Avec les traces laissées en ces
neuf mois que dure l'affaire, et l'omniprésence de Finck dans de nombreuses organisations
auxquelles ci et là appartient Becca ou qui lui appartiennent (Lynx, Compagnie
de Banque Privée dans le temps...), il faudra réparer les contradictions
apparentes. Est-ce pour les éviter que Finck
a sorti son joker: le secret bancaire pour interdire toute autre question? C'est une faute, mais l'esquive du Parlement
est du même caractère que le refus de Finck: le mépris des institutions. Si
tout le monde le fait ....
Jean Bour, ancien procureur et une autorité en matière de
secret bancaire, s'est montré "étonné et surpris", que le ministre
Halsdorf puisse appeler ainsi la BCEE, et relève la contradiction entre les
faits et les propos propagés.
Puis il y a la réaction du président de la Commission des
Finances Michel Wolter. Elu depuis le plus tendre âge auquel un citoyen est
éligible aux fonctions de Député, Michel Wolter a eu un sursaut d'indignation
et insiste que Finck paraisse. Mais voilà: les dés sont tombés. Il n'y aura pas
d'inculpation des deux ministres. Du coup que Finck se rende à la Chambre ou
continue de refuser n'a plus d'importance ni de conséquences.

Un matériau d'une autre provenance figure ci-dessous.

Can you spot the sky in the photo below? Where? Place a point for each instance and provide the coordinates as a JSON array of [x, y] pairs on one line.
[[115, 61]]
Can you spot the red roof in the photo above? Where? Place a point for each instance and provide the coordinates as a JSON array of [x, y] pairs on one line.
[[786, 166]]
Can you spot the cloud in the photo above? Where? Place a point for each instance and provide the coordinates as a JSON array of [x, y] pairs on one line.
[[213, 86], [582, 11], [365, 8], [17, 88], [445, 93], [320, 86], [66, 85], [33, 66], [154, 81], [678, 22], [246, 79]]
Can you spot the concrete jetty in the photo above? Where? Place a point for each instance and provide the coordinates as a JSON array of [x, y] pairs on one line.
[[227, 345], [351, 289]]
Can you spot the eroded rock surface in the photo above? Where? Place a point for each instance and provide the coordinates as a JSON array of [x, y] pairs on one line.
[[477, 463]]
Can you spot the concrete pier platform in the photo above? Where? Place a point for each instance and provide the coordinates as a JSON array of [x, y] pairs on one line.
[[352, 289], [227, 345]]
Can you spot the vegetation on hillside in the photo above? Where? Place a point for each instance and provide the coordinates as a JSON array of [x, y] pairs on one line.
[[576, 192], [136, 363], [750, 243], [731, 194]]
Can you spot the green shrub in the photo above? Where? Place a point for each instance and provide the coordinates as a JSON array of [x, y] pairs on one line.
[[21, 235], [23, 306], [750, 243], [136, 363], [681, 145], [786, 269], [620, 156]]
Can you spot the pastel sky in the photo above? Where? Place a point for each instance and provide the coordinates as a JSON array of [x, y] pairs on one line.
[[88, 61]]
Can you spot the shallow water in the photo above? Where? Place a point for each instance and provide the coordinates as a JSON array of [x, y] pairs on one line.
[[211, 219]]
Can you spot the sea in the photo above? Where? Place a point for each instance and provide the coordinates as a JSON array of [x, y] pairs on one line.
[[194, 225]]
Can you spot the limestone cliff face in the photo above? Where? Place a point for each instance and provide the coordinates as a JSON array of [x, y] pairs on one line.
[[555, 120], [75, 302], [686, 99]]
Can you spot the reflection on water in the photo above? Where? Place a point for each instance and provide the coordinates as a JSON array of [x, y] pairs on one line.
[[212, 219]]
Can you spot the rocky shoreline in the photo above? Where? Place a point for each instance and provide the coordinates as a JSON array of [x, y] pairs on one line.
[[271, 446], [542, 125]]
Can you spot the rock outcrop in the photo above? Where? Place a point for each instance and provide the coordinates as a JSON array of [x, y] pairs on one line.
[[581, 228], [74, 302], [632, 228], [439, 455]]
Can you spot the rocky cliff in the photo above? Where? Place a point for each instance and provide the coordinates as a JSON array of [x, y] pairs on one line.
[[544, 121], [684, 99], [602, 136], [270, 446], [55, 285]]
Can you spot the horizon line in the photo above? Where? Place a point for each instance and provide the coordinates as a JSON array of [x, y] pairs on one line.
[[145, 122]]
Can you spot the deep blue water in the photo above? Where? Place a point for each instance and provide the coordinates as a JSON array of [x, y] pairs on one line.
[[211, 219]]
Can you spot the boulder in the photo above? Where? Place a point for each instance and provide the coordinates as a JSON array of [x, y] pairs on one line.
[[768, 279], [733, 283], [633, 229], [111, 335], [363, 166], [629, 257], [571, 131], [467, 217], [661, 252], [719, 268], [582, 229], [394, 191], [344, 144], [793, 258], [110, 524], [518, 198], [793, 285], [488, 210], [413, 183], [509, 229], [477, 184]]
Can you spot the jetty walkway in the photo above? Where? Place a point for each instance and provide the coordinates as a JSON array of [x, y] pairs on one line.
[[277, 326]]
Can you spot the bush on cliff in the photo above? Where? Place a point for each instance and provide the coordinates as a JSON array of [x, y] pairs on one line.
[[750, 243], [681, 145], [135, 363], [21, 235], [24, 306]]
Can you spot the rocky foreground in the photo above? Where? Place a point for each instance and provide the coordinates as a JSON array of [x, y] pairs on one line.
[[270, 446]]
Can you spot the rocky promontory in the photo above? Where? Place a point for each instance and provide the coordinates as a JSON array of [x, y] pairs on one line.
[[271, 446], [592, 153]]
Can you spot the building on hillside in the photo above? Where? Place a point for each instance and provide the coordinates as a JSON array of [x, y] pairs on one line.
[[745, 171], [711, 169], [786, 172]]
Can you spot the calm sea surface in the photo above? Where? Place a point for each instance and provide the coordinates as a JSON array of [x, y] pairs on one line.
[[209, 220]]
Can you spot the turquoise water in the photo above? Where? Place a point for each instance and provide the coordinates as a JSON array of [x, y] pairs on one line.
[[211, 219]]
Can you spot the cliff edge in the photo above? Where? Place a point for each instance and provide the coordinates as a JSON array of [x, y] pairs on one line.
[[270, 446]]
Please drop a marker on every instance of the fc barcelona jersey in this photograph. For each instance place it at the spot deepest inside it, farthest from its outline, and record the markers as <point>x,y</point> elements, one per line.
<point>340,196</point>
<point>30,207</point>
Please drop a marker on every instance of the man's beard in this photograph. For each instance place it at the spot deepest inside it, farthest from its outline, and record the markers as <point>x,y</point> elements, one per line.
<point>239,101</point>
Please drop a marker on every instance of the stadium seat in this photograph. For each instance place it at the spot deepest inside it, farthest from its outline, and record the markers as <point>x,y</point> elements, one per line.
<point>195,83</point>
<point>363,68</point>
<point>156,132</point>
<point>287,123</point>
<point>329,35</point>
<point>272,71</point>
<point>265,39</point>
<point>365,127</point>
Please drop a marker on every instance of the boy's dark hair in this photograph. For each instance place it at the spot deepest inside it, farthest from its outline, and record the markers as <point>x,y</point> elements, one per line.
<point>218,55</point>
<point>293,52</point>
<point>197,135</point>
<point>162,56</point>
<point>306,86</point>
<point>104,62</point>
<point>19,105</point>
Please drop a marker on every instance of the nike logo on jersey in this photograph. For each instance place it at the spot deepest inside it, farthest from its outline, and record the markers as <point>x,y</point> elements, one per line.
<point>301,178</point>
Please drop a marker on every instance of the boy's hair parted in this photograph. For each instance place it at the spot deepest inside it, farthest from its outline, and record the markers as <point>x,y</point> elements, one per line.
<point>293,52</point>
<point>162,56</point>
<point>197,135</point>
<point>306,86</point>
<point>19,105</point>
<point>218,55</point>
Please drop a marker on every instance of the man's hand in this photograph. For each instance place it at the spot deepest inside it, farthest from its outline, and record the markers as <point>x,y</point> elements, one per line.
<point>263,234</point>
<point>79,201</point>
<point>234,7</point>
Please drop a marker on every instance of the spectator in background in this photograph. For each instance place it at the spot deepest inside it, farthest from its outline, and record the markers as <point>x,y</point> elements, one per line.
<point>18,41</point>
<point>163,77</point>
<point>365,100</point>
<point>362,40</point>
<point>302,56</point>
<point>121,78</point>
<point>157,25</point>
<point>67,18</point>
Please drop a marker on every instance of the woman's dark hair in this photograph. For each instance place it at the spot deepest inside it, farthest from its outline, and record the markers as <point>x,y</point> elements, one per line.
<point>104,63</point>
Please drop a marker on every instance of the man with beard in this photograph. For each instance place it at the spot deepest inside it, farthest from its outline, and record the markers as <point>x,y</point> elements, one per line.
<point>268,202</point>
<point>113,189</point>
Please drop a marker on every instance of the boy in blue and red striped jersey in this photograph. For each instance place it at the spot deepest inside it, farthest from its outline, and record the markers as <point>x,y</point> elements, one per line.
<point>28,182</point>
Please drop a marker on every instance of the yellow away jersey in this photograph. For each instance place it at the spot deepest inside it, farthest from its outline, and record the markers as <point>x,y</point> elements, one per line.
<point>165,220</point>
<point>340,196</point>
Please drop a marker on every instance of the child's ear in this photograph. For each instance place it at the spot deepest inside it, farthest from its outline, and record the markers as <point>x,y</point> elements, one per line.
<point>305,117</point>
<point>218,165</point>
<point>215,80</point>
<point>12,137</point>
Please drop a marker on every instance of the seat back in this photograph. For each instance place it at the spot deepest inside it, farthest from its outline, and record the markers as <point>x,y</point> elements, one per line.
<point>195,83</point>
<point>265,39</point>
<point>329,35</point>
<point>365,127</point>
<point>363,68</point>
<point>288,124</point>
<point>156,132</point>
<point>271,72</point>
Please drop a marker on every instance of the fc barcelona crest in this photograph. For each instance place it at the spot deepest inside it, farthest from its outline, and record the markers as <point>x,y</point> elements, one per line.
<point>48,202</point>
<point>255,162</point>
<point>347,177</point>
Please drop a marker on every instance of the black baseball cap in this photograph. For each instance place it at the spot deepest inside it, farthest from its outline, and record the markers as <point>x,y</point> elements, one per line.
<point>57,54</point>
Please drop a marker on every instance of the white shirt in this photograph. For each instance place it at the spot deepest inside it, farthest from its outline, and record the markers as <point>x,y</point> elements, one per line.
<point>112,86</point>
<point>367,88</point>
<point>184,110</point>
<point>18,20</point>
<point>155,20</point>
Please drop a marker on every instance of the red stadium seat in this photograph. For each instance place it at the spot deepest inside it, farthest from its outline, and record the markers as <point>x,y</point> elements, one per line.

Pas de conséquence pour son chef politique Luc Frieden non
plus. Alors qu'il n'aurait pas pu jouer au roi Hérode éternellement, et s'en
laver les mains. Le "Je
n'interviens pas dans la conduite des affaires de la banque" peut en effet
être utilisé, mais pas trop. Dans une affaire politique, le politique est appelé
à résoudre le conflit et à tirer des conséquences politiques.
Mais tout s'arrange. Finck a eu un rêve. Je croyais au canular de RTL.(2) Mais si, si, le téléphone (sans fil, j'espère) a sonné dans
son rêve la nuit du 7 au 8 juin, et il a rêvé de Halsdorf. Allons donc,
Messieurs! C'est une Commission parlementaire pardi. Le Dr Frieden se penche
sur le cas, sur le film archivé du rêve, la nature transcendantale de
l'incroyable transposition de matériel d'entrainement pour jeunes employés de
banque dans un rêve de PDG, et pour l'interprétation freudienne des pulsions,
refoulements et désirs inconscients. A l'ère Becca cependant, les plus terre à
terre se pencheront sur cette remarque sur des tickets pour un match de foot !?
La boucle est bouclée. Nous revoilà à Livange.